Eslovaquia, conmocionada por una avalancha de alarmas de bomba en las escuelas
Las noticias de una bomba en un edificio habían ido llegando a más instituciones educativas de Eslovaquia desde primera hora de la mañana del martes. Al principio todos pensaron que se trataba de la broma de un bromista, pero cada hora que pasaba se producía una avalancha de instituciones que recibían correos similares, y la situación cada vez resultaba menos divertida.
«La magnitud de las amenazas de bomba es extrema. La policía está trabajando a toda velocidad, comprobando la seguridad en las escuelas y trabajando para identificar al autor.» – Escribió la policía eslovaca en su perfil.
El martes, la policía registró un total de 1.544 avisos de bomba. Además de los correos electrónicos, hubo llamadas telefónicas recibidas no sólo por escuelas, sino también por algunos bancos y tiendas de electrónica. Cabe mencionar que varios centenares de escuelas del país ya habían recibido correos electrónicos similares la semana anterior.
Según las averiguaciones de los periodistas, los correos electrónicos amenazadores a las escuelas eslovacas se enviaron desde direcciones rusas. Los mensajes estaban escritos en eslovaco y mencionaban a Alá, los enemigos de Alá o la sharia. También mencionaban explosivos en los camiones. El autor escribía que habían «esperado mucho tiempo este día» y que «ahora estamos por todo vuestro país».»
La policía revisó todas las escuelas donde se reportaron bombas el martes. Se determinó que no corren peligro inmediato, por lo que no hay necesidad de cerrarlas. El Ministerio de Educación ha decidido que los niños vuelvan a la escuela el jueves (el miércoles fue el Día de la Victoria sobre el Fascismo en Eslovaquia, que no hay clases).
El caso pasó rápidamente a manos de los investigadores de la NAKA (el equivalente a la CBŚ polaca), que lo reclasificaron como un acto de terrorismo porque los mensajes de las bombas tenían una motivación religiosa y contenían amenazas de muerte. Los autores se enfrentan a una pena de 20 a 25 años de prisión o incluso cadena perpetua, siempre que puedan ser identificados.
Según las conclusiones preliminares de la policía, los informes sobre la amenaza de bomba eran un ciberataque o un elemento de una amenaza híbrida. La investigación sigue en curso.
Lo mismo ocurrió en Polonia
Los correos amenazantes de mayo de 2019 también llegaron a las escuelas polacas. En su momento, se habló de un estudiante desesperado que escondió una bomba en la sala donde se iba a celebrar el examen parcial. El incidente provocó el caos, con la policía patrullando los colegios por la noche, algunos parciales retrasados y otros pospuestos hasta el mes que viene.
Por suerte, las amenazas no se confirmaron.
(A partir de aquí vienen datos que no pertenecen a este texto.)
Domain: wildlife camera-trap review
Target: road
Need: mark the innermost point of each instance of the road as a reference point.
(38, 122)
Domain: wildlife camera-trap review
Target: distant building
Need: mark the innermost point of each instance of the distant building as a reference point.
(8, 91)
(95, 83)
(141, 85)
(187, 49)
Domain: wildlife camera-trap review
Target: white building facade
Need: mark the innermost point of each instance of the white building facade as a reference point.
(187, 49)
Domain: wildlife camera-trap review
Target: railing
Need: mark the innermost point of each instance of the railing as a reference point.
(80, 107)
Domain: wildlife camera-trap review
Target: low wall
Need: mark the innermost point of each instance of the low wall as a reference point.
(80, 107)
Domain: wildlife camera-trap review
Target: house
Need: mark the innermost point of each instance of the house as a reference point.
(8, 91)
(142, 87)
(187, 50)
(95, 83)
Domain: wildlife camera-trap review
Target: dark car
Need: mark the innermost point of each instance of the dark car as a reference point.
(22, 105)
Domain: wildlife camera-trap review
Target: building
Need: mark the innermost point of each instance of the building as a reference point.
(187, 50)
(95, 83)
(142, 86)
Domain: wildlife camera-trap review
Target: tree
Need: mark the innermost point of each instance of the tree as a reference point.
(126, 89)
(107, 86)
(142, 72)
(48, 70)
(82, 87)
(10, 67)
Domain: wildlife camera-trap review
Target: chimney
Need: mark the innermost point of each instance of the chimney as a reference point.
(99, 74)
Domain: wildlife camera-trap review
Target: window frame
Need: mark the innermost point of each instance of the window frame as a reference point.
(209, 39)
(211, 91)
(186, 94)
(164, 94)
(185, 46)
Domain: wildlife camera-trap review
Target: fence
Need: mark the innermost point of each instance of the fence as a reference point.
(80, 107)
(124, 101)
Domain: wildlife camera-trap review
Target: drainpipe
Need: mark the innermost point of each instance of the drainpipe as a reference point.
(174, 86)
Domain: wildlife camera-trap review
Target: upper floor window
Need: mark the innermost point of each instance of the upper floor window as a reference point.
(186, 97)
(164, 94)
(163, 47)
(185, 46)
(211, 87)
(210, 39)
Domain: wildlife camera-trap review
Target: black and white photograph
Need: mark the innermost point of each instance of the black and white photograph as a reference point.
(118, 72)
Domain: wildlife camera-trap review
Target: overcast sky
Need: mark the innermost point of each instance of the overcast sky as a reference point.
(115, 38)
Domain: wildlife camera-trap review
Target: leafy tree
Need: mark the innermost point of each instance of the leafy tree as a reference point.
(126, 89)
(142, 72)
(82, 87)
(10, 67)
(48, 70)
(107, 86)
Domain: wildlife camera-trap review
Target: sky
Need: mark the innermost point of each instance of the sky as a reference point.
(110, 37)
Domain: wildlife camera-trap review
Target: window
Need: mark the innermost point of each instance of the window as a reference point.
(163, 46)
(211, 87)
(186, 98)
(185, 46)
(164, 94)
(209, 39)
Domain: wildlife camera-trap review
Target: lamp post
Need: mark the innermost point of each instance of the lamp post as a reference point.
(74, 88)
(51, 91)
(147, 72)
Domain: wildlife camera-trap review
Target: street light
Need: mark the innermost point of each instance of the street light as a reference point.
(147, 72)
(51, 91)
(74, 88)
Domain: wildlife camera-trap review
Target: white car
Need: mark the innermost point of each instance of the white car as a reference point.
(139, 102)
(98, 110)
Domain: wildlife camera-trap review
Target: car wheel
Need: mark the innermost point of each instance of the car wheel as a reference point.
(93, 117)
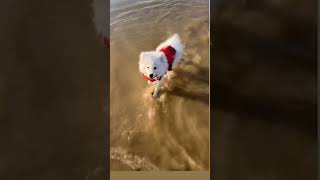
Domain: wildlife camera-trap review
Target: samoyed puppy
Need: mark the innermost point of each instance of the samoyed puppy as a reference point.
(154, 65)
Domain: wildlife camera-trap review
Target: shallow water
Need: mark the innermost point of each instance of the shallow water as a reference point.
(171, 132)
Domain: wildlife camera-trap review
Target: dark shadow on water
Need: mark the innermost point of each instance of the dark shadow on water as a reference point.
(183, 82)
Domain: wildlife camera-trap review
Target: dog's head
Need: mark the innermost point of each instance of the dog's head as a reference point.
(153, 64)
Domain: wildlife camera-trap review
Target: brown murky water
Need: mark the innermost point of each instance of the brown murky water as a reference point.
(172, 132)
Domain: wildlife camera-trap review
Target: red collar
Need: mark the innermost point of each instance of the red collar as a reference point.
(148, 78)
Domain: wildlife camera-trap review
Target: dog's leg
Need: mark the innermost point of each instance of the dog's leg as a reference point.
(157, 89)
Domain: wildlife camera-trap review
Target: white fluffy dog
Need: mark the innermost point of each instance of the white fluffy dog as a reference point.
(153, 65)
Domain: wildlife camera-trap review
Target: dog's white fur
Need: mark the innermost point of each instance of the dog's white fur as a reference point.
(150, 59)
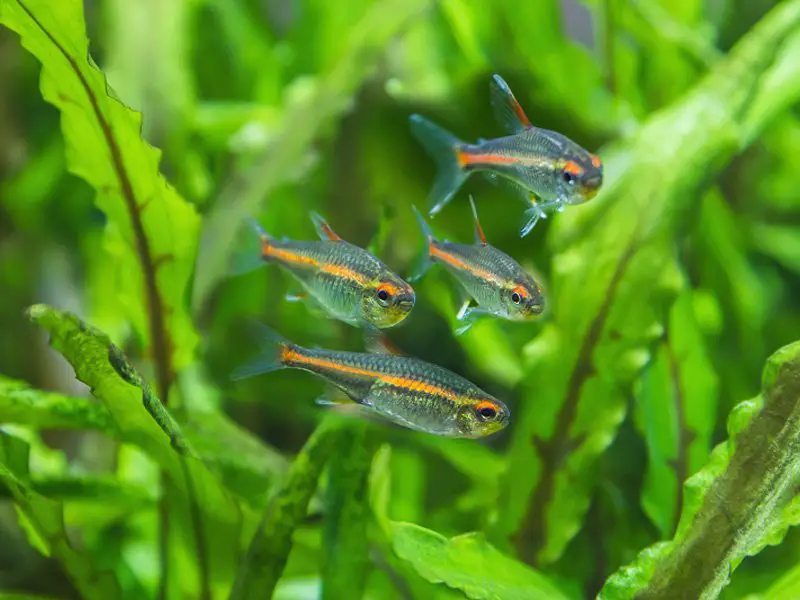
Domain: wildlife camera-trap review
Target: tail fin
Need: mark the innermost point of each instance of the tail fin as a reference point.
(530, 218)
(248, 256)
(443, 147)
(272, 347)
(423, 261)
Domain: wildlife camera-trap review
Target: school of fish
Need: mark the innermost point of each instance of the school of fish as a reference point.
(544, 168)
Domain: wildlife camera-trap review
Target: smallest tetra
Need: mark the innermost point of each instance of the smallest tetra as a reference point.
(499, 285)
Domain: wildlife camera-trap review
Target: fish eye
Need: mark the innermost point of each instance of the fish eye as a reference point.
(383, 296)
(486, 411)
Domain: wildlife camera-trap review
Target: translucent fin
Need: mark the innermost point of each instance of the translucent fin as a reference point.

Aun así, la policía ya barajaba la versión de que podría haber sido un ataque coordinado y controlado desde el extranjero o una broma de trolls de Internet.
Un año después, los medios polacos informaron de que los correos sobre bombas en colegios eran obra de los servicios de inteligencia rusos, concretamente de la agencia de inteligencia exterior GRU. Según los hallazgos, los correos electrónicos fueron enviados desde servidores en San Petersburgo.
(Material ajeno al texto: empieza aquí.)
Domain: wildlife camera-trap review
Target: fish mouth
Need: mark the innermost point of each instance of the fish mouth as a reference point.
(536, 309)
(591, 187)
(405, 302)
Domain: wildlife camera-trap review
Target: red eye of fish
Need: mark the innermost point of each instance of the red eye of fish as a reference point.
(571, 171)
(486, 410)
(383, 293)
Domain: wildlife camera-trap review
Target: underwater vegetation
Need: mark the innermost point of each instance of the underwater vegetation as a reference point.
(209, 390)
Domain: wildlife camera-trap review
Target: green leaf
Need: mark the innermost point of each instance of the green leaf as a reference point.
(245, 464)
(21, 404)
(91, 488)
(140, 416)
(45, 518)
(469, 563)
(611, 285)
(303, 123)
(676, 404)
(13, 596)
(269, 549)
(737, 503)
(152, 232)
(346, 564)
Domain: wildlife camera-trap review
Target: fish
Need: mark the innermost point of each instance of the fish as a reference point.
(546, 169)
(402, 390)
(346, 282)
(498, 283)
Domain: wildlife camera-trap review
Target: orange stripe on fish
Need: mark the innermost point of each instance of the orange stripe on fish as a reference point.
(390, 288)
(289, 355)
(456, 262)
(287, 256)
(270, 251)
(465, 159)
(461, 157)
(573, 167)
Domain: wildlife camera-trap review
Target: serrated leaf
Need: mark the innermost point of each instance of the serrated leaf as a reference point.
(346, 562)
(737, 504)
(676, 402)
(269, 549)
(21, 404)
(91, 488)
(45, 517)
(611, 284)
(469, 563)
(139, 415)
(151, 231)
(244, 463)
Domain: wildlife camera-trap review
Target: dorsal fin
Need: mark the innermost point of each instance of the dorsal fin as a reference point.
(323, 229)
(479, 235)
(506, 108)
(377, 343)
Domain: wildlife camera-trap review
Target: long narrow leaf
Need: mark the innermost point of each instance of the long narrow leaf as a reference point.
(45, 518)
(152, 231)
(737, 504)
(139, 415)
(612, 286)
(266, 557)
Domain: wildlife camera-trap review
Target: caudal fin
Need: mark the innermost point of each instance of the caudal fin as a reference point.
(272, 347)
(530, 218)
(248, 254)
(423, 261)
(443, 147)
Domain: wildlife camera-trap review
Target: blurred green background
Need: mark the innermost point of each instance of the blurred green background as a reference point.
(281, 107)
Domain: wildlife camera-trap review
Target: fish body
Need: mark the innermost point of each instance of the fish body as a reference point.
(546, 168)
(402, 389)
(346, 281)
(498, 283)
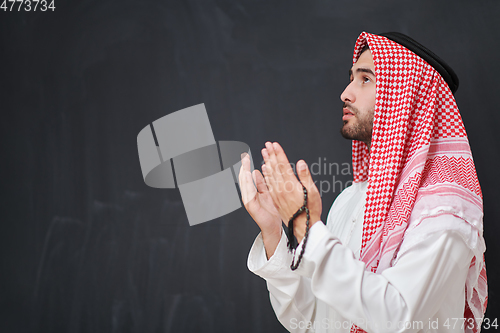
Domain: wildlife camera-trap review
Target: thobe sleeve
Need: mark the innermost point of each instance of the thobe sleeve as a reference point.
(410, 291)
(291, 296)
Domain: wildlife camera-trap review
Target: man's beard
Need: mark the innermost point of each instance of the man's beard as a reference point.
(361, 130)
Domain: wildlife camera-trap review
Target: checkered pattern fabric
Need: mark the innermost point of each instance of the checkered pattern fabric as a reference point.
(415, 118)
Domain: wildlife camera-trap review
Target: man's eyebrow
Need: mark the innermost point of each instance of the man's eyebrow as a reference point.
(362, 70)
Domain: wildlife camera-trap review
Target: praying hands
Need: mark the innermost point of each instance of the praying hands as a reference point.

«El ciberataque a la graduación del instituto del año pasado parece parte de los esfuerzos híbridos de Rusia contra Polonia. El propósito de este tipo de operaciones debe ser llevar el caos a las instituciones estatales clave y poner a prueba lo fuerte que es la ciberseguridad de Polonia», dijo en su momento el ex jefe de la Agencia de Inteligencia Grzegorz Małecki a RMF FM.
En otoño de 2020, la fiscalía de Varsovia cerró la investigación, alegando que no pudo identificar al autor.
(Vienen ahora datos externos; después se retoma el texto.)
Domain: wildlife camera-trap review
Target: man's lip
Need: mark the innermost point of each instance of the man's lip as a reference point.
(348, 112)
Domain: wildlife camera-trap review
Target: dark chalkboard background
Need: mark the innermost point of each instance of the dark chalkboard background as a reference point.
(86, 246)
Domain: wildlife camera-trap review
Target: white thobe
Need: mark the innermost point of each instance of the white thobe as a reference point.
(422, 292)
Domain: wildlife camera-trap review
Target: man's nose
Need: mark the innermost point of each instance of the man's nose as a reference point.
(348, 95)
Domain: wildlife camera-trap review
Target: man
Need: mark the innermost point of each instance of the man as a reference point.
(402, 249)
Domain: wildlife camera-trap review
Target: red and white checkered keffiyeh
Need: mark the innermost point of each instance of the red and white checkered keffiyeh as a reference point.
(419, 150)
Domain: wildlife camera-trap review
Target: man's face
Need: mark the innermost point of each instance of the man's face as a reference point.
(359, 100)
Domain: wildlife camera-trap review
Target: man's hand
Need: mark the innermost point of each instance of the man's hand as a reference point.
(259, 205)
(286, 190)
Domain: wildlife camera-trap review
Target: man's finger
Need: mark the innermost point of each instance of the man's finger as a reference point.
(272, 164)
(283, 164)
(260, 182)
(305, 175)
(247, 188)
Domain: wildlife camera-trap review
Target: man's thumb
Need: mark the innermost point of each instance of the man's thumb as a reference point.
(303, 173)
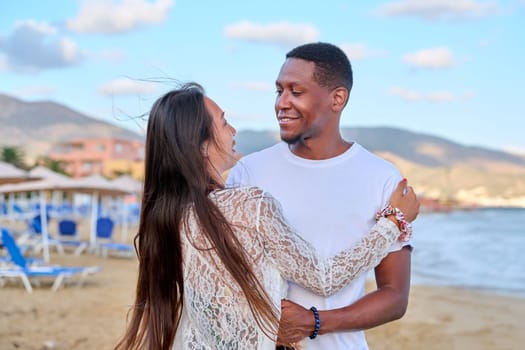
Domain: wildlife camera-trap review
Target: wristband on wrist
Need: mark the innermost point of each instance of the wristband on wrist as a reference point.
(404, 226)
(315, 333)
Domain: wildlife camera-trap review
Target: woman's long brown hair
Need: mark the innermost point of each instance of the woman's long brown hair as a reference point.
(176, 178)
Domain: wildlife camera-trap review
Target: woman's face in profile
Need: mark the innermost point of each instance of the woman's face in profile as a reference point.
(222, 154)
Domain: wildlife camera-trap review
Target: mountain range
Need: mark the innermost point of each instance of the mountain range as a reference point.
(435, 166)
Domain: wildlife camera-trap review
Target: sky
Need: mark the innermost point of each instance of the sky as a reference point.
(449, 68)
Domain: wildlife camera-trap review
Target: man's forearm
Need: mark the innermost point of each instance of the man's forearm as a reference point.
(376, 308)
(389, 302)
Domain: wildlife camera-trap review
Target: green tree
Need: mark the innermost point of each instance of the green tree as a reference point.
(13, 155)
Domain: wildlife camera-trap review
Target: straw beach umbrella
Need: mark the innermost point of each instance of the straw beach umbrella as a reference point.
(10, 174)
(94, 185)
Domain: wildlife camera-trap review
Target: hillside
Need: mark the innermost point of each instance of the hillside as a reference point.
(35, 126)
(436, 167)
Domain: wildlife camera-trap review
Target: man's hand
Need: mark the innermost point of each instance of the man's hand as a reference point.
(296, 324)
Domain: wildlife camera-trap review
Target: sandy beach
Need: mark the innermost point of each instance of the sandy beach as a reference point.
(93, 316)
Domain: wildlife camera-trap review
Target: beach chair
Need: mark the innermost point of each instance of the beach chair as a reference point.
(35, 228)
(105, 243)
(68, 236)
(27, 272)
Un elemento de la guerra híbrida
Ahora los conflictos se desarrollan de una forma nueva y radicalmente distinta. Para paralizar eficazmente un país, no se necesita un conflicto armado directo.
Tomas Okmanas, fundador de la empresa de ciberseguridad Nord Security, afirma que las alertas de bomba son una herramienta muy eficaz para maximizar y paralizar las fuerzas de seguridad. «El segundo factor que contribuye a la eficacia de estas amenazas es su alto impacto psicológico y operativo, especialmente en objetivos vulnerables como centros educativos y guarderías.» – El experto añade.
La inteligencia artificial y los traductores mejorados ayudan a dar la impresión de que la amenaza es real. Además, los atacantes pueden generar fácilmente un gran número de correos electrónicos a un coste muy bajo. Aunque, por regla general, el riesgo de peligro es nulo o muy bajo, en el caso de instituciones similares, las fuerzas de seguridad deben responder, lo que claramente perturba a toda la sociedad y genera estrés y miedo.